La décision du comité d’opérer un tel transfert doit faire l’objet d’une délibération adoptée en réunion. La somme transférée et ses modalités d’utilisation doivent être inscrites dans les comptes annuels du CSE et dans son rapport annuel d’activité et de gestion

C’est autorisé mais est-ce pour autant une bonne idée ? Pas certain du tout. Normalement, si le CSE n’a plus d’argent pour payer une partie d’une expertise qu’il avait pourtant l’obligation de cofinancer, c’est à l’employeur de payer 100 % de la facture (C. trav., art. L. 2315-80). Mais attention, pour qu’il puisse en être ainsi, le comité ne doit pas avoir opéré de transfert d’excédent du budget de fonctionnement vers celui des activités sociales et culturelles au cours des 3 années précédentes. En plus, si l’employeur a été obligé de payer 100 % de l’expertise, le comité social et économique ne pourra pas décider de transférer d’excédent du budget de fonctionnement au financement des activités sociales et culturelles pendant les 3 années suivantes (C. trav., art. L. 2315-61)..

S’il reste de l’argent, penser à la formation des délégués syndicaux et même des éventuels représentants de proximité


Le code du travail autorise le CSE à consacrer une partie de son budget de fonctionnement pour payer une formation aux délégués syndicaux et aux éventuels représentants de proximité. Mais attention, cela doit être fait en toute transparence :
d’une part, la décision de financer de telles formations doit résulter d’une délibération du comité inscrite à l’ordre du jour et adoptée à la majorité des membres présents ;
d’autre part, la somme consacrée à ces formations et ses modalités d’utilisation sont inscrites dans les comptes
annuels du comité social et économique et dans son rapport annuel d’activité et de gestion.

Sur le plan légal, rien n’interdit au comité social et économique de faire fructifier sa trésorerie


En veillant à ne pas prendre de risques, le CSE a tout à fait la possibilité de placer les fonds dont il dispose dès lors qu’il garde en trésorerie courante de quoi honorer ses créanciers. Cette pratique est courante. Les placements financiers les plus fréquemment choisis par les comités sont les suivants : les comptes sur livret, les comptes courants rémunérés que proposent certaines banques et les SICAV. L’achat d’actions et d’obligations est à déconseiller.

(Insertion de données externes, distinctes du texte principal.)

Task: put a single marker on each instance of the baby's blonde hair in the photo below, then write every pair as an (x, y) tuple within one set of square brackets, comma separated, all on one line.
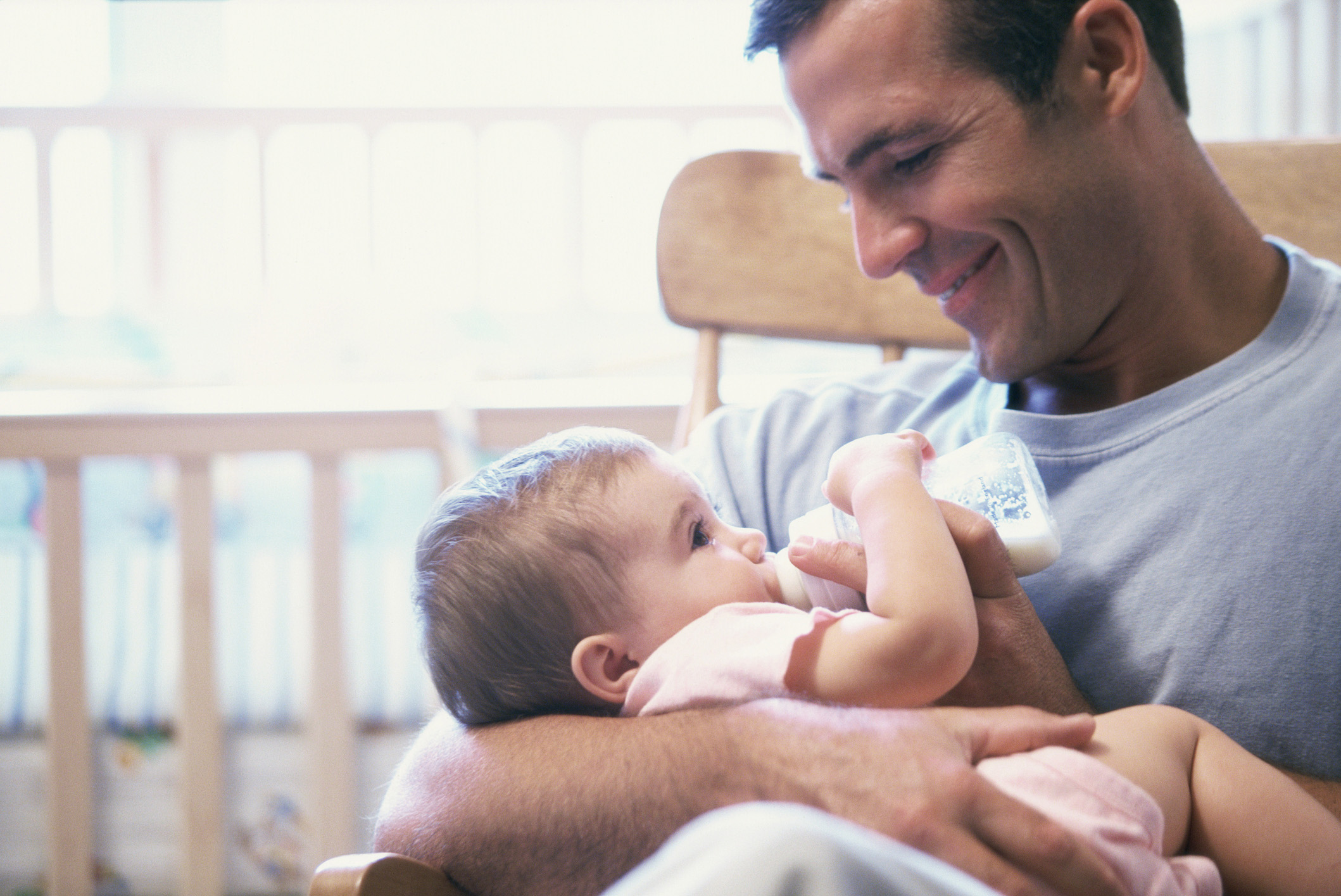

La question qui se pose est celle de savoir si le CSE qui a placé une partie de son budget de fonctionnement peut affecter les sommes que cela lui a rapportées au budget des activités sociales et culturelles. Réponse négative ! En effet, d’après la jurisprudence, les opérations du CSE, selon qu’elles sont financées à partir de la subvention de fonctionnement ou de la contribution patronale aux activités sociales et culturelles, restent dans leurs produits et charges rattachées aux comptes du comité correspondant à leur financement d’origine (Cass. soc., 2 déc. 2020, n° 19-10.299).

OBSERVATIONS

Le CSE peut effectuer des reports

Le CSE n’est absolument pas obligé de dépenser chaque année la totalité de la subvention de fonctionnement. Les sommes inutilisées, qui lui restent bien évidemment acquises, peuvent être reportées sur le budget de fonctionnement d’année en année de manière à se constituer des réserves. Ces réserves pourront permettre de faire face à des dépenses très importantes une année ultérieure (coût relatif à une expertise non prise en charge par l’employeur, action en justice, etc.). Les reports sont possibles d’une année sur l’autre sans condition ni limitation.